Diane Levesque

The world is filled with marvelous, fascinating, captivating, annoying and repulsive things. In contemporary culture, objects have become more than their advertised value. Indeed, objects have fallen into the realm of the fetish. Seeming to possess both magical and provocative powers, objects stir up an insatiable desire to repeat the alluring promise of ownership. This is not a new story, but it offers endless variations that I seek to explore in my work.
As far as stories go, I have always felt a connection to inanimate objects. As a child I watched my father, who practiced the fine art of taxidermy, transform dead animals into the facsimile of the living creatures they had once been. He had a natural skill to capture a frozen moment of a pheasant's flight, an attentive turn of a deer’s head, or the threatening snarl of a badger. Walking with my father in the woods, I perceived that everything was alive in some secret way that also invoked death. All things held momentous potential and terrible consequences.

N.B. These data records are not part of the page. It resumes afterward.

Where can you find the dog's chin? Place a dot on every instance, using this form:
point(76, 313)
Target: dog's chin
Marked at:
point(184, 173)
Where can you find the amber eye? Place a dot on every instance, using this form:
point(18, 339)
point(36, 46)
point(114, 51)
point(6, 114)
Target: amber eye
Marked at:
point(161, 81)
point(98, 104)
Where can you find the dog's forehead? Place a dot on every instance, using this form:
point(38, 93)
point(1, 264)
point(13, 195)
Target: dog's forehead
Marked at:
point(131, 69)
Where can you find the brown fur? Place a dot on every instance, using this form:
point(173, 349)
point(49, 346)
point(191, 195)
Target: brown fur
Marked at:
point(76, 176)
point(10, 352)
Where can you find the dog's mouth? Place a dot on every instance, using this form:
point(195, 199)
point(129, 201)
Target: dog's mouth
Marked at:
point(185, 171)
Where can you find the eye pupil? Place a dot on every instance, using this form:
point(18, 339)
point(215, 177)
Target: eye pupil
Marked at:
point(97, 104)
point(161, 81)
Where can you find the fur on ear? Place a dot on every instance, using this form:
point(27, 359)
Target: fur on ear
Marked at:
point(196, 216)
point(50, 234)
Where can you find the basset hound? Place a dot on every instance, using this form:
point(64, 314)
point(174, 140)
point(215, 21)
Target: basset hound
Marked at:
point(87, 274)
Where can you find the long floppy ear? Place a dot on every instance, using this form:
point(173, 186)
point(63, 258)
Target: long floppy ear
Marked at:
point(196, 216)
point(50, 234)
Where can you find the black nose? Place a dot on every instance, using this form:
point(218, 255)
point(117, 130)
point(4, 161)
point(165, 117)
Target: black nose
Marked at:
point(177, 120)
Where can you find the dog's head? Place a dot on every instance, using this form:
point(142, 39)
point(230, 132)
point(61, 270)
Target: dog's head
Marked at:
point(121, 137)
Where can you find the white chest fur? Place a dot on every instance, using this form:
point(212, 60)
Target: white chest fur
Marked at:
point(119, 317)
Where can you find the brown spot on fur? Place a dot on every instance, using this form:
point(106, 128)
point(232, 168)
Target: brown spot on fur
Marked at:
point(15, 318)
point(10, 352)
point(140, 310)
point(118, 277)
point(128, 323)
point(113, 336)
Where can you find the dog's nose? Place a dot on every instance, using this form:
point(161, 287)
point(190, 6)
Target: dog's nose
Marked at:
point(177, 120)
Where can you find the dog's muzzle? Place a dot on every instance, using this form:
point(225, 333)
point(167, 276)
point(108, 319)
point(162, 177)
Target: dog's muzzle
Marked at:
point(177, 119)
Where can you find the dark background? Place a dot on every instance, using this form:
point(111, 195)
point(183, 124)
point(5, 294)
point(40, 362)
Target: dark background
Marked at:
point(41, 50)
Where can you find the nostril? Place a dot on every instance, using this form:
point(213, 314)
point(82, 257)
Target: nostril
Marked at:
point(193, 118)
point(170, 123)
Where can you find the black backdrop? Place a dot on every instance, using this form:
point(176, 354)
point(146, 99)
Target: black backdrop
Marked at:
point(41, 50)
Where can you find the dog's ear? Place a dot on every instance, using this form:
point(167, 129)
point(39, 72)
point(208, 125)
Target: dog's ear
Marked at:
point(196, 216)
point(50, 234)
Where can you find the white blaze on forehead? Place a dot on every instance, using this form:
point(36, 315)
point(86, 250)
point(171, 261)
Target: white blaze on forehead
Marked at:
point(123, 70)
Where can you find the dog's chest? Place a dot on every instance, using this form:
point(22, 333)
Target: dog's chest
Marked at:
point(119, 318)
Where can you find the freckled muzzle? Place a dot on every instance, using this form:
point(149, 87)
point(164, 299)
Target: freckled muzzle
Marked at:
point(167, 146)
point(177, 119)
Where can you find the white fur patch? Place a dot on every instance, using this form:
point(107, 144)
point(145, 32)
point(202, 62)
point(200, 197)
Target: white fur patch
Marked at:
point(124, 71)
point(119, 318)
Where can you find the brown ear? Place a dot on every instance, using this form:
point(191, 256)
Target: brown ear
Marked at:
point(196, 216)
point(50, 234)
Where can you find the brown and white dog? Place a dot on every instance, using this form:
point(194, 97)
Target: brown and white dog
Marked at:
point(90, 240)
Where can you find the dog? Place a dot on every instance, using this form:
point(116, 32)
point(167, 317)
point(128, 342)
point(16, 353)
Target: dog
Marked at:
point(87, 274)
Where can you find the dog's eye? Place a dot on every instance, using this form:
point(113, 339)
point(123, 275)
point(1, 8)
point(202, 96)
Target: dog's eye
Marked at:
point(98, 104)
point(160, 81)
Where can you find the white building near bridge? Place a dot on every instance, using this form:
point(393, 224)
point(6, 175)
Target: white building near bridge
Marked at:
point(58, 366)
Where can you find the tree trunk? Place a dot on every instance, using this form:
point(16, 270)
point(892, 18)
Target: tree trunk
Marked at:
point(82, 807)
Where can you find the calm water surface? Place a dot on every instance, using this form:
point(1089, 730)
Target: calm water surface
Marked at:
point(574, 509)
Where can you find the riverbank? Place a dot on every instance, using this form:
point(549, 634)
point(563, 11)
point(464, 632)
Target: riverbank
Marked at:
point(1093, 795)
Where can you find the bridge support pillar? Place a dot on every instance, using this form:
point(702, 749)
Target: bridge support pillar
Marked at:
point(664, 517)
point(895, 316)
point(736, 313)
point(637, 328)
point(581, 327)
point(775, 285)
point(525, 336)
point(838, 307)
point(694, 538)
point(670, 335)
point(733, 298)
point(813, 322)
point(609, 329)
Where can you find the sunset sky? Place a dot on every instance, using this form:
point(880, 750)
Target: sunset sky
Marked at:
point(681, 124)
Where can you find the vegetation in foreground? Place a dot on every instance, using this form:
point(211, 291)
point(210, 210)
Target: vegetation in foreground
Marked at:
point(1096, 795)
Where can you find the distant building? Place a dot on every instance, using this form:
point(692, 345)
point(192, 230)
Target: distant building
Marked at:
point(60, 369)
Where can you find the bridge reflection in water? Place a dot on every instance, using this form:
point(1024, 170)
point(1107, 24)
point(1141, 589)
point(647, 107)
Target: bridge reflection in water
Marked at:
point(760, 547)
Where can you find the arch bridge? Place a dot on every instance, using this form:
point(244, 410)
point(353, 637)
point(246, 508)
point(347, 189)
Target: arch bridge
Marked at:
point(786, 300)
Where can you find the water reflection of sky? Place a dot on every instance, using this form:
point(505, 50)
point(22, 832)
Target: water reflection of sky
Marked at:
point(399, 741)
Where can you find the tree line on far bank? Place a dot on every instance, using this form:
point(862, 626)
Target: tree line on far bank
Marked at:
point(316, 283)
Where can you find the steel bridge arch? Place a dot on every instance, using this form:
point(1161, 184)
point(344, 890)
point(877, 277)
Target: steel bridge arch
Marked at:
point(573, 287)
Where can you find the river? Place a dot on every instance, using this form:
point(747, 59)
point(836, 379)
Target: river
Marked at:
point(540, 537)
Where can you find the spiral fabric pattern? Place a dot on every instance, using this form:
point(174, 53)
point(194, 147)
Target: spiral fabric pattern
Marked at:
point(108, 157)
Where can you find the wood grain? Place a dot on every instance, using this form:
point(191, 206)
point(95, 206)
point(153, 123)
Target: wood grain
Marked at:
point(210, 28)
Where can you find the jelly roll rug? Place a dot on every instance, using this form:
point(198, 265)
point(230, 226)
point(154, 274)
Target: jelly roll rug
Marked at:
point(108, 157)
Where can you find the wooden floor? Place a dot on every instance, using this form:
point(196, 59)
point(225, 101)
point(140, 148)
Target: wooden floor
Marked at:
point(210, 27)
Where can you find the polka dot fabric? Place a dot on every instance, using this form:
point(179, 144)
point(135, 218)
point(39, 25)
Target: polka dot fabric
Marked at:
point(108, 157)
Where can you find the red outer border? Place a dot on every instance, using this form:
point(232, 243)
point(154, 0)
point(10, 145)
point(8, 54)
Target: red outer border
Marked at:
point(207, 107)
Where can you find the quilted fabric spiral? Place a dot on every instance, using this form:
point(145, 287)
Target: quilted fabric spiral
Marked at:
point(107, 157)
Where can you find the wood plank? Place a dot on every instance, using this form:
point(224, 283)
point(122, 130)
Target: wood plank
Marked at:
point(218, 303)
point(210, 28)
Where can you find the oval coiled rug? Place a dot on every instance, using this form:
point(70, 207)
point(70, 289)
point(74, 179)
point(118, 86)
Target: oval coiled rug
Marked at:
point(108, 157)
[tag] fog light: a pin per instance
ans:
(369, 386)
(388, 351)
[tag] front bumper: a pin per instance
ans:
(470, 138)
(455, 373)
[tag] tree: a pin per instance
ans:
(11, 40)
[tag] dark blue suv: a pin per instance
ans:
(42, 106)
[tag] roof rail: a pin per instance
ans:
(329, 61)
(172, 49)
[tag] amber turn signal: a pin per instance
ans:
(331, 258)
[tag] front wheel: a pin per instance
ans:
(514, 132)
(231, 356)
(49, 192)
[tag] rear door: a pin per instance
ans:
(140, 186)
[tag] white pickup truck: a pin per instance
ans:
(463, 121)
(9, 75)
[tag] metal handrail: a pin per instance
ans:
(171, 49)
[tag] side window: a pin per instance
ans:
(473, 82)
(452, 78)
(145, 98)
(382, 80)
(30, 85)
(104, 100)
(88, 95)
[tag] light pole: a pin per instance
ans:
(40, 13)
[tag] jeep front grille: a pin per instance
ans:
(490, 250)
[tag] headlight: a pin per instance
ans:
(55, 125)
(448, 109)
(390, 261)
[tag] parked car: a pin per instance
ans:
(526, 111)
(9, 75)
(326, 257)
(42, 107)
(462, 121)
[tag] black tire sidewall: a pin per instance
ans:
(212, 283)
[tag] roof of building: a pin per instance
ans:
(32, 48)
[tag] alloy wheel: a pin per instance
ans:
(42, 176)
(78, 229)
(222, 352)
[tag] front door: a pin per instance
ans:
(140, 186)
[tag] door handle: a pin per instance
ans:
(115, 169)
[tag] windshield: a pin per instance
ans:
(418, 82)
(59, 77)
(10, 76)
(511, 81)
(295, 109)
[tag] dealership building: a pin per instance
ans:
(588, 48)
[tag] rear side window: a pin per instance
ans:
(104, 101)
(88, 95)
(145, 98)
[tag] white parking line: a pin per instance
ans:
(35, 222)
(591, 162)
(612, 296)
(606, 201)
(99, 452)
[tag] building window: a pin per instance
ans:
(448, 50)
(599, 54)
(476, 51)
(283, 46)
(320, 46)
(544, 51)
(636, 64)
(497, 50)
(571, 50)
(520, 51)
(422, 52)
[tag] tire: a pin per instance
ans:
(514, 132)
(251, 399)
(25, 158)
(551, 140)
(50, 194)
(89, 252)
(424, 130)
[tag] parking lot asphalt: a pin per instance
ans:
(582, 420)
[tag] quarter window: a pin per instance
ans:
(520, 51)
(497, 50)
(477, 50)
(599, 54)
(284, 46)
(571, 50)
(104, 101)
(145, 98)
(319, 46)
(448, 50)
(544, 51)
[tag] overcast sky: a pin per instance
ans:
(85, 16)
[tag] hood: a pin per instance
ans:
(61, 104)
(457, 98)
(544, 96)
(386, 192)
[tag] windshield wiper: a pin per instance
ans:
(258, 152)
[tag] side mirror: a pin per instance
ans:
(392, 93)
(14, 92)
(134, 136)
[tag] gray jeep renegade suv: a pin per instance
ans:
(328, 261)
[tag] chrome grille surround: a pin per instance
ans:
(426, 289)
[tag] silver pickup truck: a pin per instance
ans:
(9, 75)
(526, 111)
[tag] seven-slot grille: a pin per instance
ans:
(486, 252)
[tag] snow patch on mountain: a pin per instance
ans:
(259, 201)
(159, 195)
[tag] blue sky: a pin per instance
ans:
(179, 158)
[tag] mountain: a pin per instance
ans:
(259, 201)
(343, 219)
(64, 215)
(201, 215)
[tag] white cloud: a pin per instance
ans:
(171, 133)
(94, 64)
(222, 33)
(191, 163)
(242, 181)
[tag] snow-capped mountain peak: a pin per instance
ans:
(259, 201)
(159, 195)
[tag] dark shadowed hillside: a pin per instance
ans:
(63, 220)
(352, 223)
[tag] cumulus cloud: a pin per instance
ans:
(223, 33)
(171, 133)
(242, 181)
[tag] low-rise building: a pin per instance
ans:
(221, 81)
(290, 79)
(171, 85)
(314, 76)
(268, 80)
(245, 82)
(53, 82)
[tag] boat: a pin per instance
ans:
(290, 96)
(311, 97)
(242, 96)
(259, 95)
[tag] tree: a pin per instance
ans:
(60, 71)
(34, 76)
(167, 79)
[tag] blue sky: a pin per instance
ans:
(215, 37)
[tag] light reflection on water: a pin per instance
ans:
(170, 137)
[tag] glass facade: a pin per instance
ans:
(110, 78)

My first consciousness of this sensitivity to things occurred when I watched the film The Wizard of Oz on TV when I was six years old. The Technicolor wonders of a dancing Scarecrow, a Tin Man that defied gravity as he moved, a cowardly lion, and nasty talking trees all confirmed what I believed; that behind the huge and incomprehensible world of the adults was the hidden world of things that the adults new nothing about. I soon became quite the storyteller and the creator of all sorts of imaginary worlds.
Consequently, the narrative structure in my paintings has evolved through many stages. The objects I depict function as screens for psychological projection. I often use the “cabinet of curiosity” as a model for the placement of the seemingly random array of objects. Within that model, the selection of each object follows the art of memory in which random things trigger associations to arise in the viewer’s mind.The turbulent relationship between the figure and the objects surrounding it is intentionally exaggerated.
The combination of reappearing motifs in my work allows objects to play out the dramas of the real and the imaginary. Through this process, I genuinely feel that to wrestle with meaning brings psychological insight while allowing the return to that magical world of make believe.